Pour cette compétition, je voulais vraiment bien maitriser mes techniques, notamment faire des shots parfaits, utiliser le bon grammage dans le porte filtre et faire une belle extraction pour un résultat optimal en tasse, et dans les cocktails. Beaucoup de café y est passé, j’en ai conscience, c’est pour ça que c’est important de s’entraîner, mais tout en sachant le temps et les efforts que cela prend pour produire du café vert… il ne faut pas l’oublier ! Tout comme pour les spiritueux.

Pour les concours, il y a des champions qui m’inspirent comme Dan Fellow (champion du monde actuel du CIGS) ou Victor Delpierre, champion du monde en 2013.
Par exemple pour la Brewers Cup, j’ai regardé ce que Chad Wang avait fait, et Emi Fukahori qui a gagné en 2018, en présentant un Lorina qu’elle était allée sourcer au Brésil. J’ai eu la chance de la rencontrer à Paris avec Matthieu (Theis), lui aussi champion (NDLR : voir notre interview par ailleurs). J’ai également travaillé avec Tom (Balerin) ; lors de la création de mes cocktails, il m’a donné des retours pertinents qui m’ont permis de progresser.

J’ai aussi pris inspiration dans mon histoire personnelle et toutes mes rencontres, et j’aimerais remercier toutes les personnes qui m’ont soutenue lors de ces championnats !

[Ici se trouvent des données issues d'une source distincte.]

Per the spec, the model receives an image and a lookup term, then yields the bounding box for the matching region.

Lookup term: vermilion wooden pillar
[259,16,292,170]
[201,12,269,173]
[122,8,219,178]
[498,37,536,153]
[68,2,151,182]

Comment prépares-tu les Mondiaux ?

Je suis en train de m’organiser pour pouvoir préparer au mieux ces championnats du monde et représenter la France ! Je prends très à cœur cette magnifique opportunité et je donnerai le meilleur pour représenter mon pays dans cette discipline et les valeurs de l’industrie du café de spécialité avec le café que je choisirai.